HUGL and the Role of Polarity in Breast Cancer

Abstract

Loss of polarity is a defining characteristic of epithelial cancers. The cytoskeletal proteins, HUGL1 and HUGL2, mediate polarity in epithelial cells through diversified roles in defining membrane identity and trafficking to the basolateral membrane. Importantly, an ortholog of these molecules can inhibit tumor growth in Drosophila, although the mechanisms of their tumor suppressive functions in mammary epithelial cells are unknown. Here, we show nonredundant tumor protective roles for HUGL1 and HUGL2 in human mammary epithelial cells. Using a three dimensional culture system, we report that loss of HUGL1 or HUGL2 causes loss of apicobasal polarity, aberrant growth of multilayered epithelium, nuclear enlargement, loss of membrane identity, and cellular overgrowth. Experiments on plastic also revealed that HUGL1 or HUGL2 loss results in induction of a phenotypic EMT in breast epithelial cells and overexpression of HUGL1 in breast cancer cells reduces proliferation.In a Drosophila model of cancer driven by loss of lgl, we have discovered the consistent dysregulation of a number of miRNAs and mRNAs including the loss of let-7 and miR-9a, which are implicated in breast cancer and associated with the suppression of stem cells. Cross comparisons revealed a set of mRNAs that are both dysregulated in vivo and represent putative targets of the miRNAs changed in lgl mutants. Among these, Thrombospondin, a component of the extracellular matrix was found to be misexpressed in both flies and human cells lacking Lgl. Moreover, genetic interaction experiments showed miR-9a to be a functional effector of lgl in controlling proliferation in the wing. Taken together, the findings reported in this dissertation suggest that HUGL1 and HUGL2 function as tumor suppressors through their roles in polarity and miRNA regulation.

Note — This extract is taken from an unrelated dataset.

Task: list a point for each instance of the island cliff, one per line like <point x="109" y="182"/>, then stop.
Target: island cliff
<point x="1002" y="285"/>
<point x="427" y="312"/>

These two proteins, functioning as modulators of cell plasticity and promoters of differentiation, are potentially able to control the transition between a differentiated epithelial cell and a cancer stem cell. This research offers new insight into the role of HUGL1 and HUGL2 in breast cancer and reveals novel targets downstream of polarity proteins for therapeutic intervention.